カオス混合プラントを3カ月で立ち上げ、量産開始までに押出成形歩留まりを100%まで引き上げる成果を出しても出世できなかった。そこで55歳に早期退職を決意したところ、環境対応樹脂の開発を役員から命じられた。


好きなようにやってよい、と言われたので、名古屋市長に高分子廃材の相談をしていたこともあり、高分子廃材から再生プラスチックを環境対応樹脂として開発する企画とした。


直後名古屋市の秘書室から、名古屋でのPETボトル以外の細かい分別回収は見直すことになった、との手紙をもらい、PETボトル廃材を用いたPC/PETの開発を提案している。


すると、同じようにPET廃材企画を考えていた人物から、70%以上PET廃材が入っていなければだめだ、と横やりが入った。70%以上PETを含む樹脂を難燃化するよりもPC/PETのほうが易しいが、データ駆動の方法やカオス混合の事例を増やす良いチャンスだった。


そこで、退職日を2011年3月11日(金)に設定して、期待通りの再生プラスチックを開発した。この材料は退職後の2012年に社長賞を受賞している。

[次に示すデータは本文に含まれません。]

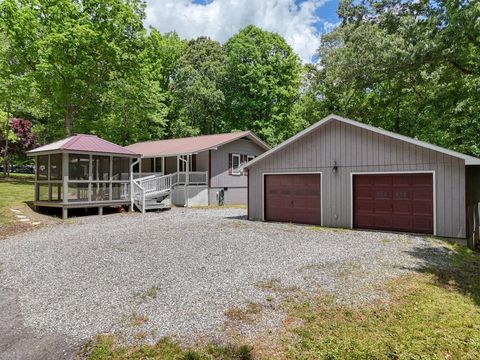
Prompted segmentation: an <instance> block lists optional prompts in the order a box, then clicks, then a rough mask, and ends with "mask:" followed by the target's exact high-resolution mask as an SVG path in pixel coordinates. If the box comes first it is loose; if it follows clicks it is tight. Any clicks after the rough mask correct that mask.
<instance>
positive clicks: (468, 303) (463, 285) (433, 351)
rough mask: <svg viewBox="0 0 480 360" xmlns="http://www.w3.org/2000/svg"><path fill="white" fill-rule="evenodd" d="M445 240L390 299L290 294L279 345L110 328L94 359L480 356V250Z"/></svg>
mask: <svg viewBox="0 0 480 360" xmlns="http://www.w3.org/2000/svg"><path fill="white" fill-rule="evenodd" d="M445 247H446V249H448V250H449V251H450V255H448V259H447V260H448V261H447V263H441V262H438V263H434V264H427V265H426V266H425V269H424V271H422V272H421V273H418V274H415V275H410V276H405V277H402V278H398V279H395V280H393V281H391V282H388V283H386V284H383V286H382V287H384V289H385V290H386V291H388V292H389V293H390V301H389V302H382V303H373V304H367V305H364V306H360V307H348V306H339V305H337V304H336V302H335V301H334V299H332V298H330V297H328V296H318V297H315V298H313V299H310V300H309V301H300V302H299V301H295V300H292V301H287V302H286V303H285V309H286V312H287V314H288V315H287V319H286V321H285V326H284V328H283V329H279V331H278V333H277V334H274V335H273V336H274V338H275V339H274V343H275V345H274V346H271V344H270V342H269V343H267V344H262V343H259V341H256V343H253V344H251V345H253V348H250V347H249V346H250V345H248V346H246V345H244V346H243V347H242V346H241V344H236V345H233V346H232V347H225V348H223V347H215V346H212V345H210V346H207V347H202V348H195V349H182V348H181V347H179V346H178V345H177V344H175V343H173V342H171V341H169V340H162V341H160V342H159V343H158V344H156V345H153V346H151V345H137V346H130V347H125V346H120V345H116V344H115V341H114V339H113V338H112V337H110V336H103V337H100V338H98V339H97V343H96V345H94V347H93V352H91V354H90V357H89V359H91V360H93V359H94V360H103V359H250V358H259V359H262V358H268V359H278V358H283V359H479V358H480V254H479V253H475V252H472V251H471V250H469V249H467V248H465V247H462V246H459V245H453V244H448V243H445ZM418 255H419V256H421V254H418ZM445 256H446V255H445V254H439V259H440V257H444V258H445ZM260 341H261V340H260Z"/></svg>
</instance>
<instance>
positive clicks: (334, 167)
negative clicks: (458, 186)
mask: <svg viewBox="0 0 480 360" xmlns="http://www.w3.org/2000/svg"><path fill="white" fill-rule="evenodd" d="M337 170H338V166H337V162H336V161H334V162H333V168H332V172H333V173H334V174H336V173H337Z"/></svg>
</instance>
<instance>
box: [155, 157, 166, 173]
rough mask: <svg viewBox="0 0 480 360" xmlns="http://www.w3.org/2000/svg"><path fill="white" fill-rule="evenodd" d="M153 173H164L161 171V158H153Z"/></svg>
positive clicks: (161, 164)
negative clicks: (153, 160) (153, 163)
mask: <svg viewBox="0 0 480 360" xmlns="http://www.w3.org/2000/svg"><path fill="white" fill-rule="evenodd" d="M155 171H156V172H161V173H165V171H163V169H162V158H155Z"/></svg>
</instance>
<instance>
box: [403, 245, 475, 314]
mask: <svg viewBox="0 0 480 360" xmlns="http://www.w3.org/2000/svg"><path fill="white" fill-rule="evenodd" d="M407 253H408V254H409V255H411V256H413V257H416V258H418V259H421V260H422V261H423V263H424V265H423V266H422V267H421V268H420V269H417V270H416V271H419V272H422V273H427V274H432V275H434V279H435V283H436V284H437V285H438V286H442V287H446V288H450V289H454V290H455V291H458V292H459V293H461V294H463V295H465V296H468V297H470V298H471V299H472V300H473V302H474V303H475V305H477V306H479V307H480V253H477V252H474V251H471V250H470V249H468V248H467V247H465V246H459V245H454V246H453V247H416V248H413V249H411V250H409V251H407Z"/></svg>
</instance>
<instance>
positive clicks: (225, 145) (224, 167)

(注)カオス混合プラントの立ち上げには3か月かかったが、高純度SiCの実証には4日で成功している。研究開発というのはそれに投入した時間で成果の大小は決まらない。「素人は黙っとれ」発言から、3カ月でカオス混合プラントは成功している。高純度SiCの実証実験は、ゴム会社の人事部長から無機材質研究所所長にかかってきた、当方の昇進試験の結果通知から始まっている。何がきっかけで発明が成功するのか、神のみぞ知る、と思っている。そのために誠実真摯に日々努力する必要があるのだ。サラリーマンの昇進は、神の指示でもないので、それが期待通りでないことを嘆く必要はない。間違った判断をした上司を恨んでみても仕方がないのである。日産自動車の社長の事例や、ホンダの役員の辞職を見れば、出世が必ずしも人生の幸福に結びつくわけではない。誠実真摯に努力し、思い通りにならない時に、突然現れる幸不幸の分かりにくいチャンスに、やはり誠実真摯に挑戦する、これが成功した時の感動は計り知れないほどの喜びである。このような喜びはお金では買えない。誠実真摯な努力の賜物であることを知ると、ドラッカーの言葉の深い意味を理解することになる。